Vegan Hazelnut Cake
INGREDIENTS
- 250g ground hazelnuts*
- 150g spelt or buckwheat flour as gluten-free option
- 100 – 120g raw cane sugar
- 2 tsp baking powder
- 1 tsp cinnamon
- 1 pinch of salt
- 320ml Ecomil Sugar-free Hazelnut drink
- 4 tbsp maple syrup
For the drizzle:
- 70g dark chocolate, melted
- 3 tbsp roasted, chopped hazelnuts*
*For those who have a hazelnut allergy, you can of course substitute with ground almonds, Sugar-free Almond milk and roasted almonds on top!
INSTRUCTIONS
- Preheat the oven to 180°C.
- Combine all dry ingredients (ground hazelnuts, flour of choice, raw cane sugar, baking powder, cinnamon and salt) in a mixing bowl.

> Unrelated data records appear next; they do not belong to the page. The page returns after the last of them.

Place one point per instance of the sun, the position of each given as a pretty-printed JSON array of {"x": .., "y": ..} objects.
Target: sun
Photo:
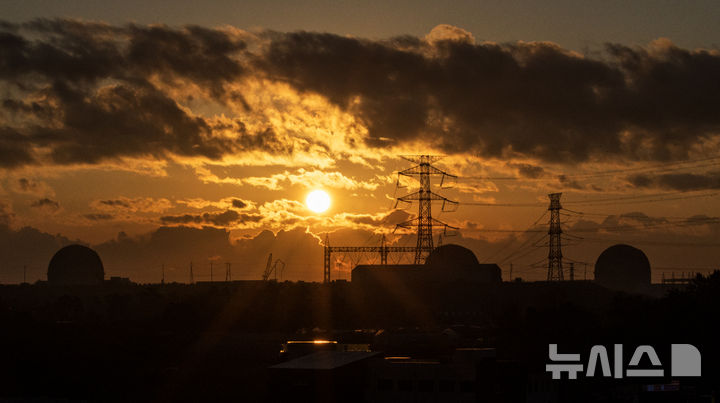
[{"x": 318, "y": 201}]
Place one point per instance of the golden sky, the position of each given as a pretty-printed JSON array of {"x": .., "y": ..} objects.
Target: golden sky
[{"x": 163, "y": 144}]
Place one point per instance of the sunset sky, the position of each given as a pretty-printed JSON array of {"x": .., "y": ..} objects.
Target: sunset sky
[{"x": 173, "y": 132}]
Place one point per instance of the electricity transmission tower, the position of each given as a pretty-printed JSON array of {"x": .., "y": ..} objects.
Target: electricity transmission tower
[
  {"x": 424, "y": 221},
  {"x": 555, "y": 270}
]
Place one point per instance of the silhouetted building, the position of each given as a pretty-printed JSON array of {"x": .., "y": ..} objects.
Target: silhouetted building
[
  {"x": 623, "y": 267},
  {"x": 76, "y": 265},
  {"x": 445, "y": 264}
]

Add the hazelnut drink and maple syrup and whisk until the batter is homogenous and without any remaining clumps.
- Pour the mixture into a rectangular baking tin and bake for 45 – 50 min or until a knife comes out clean.
- Allow the cake to cool down before removing it from the cake tin and coat with melted chocolate and roasted hazelnuts if desired.
Tip: you can add on the top hazelnut butter, stirred fruits or yoghurt and granola to make it tastier!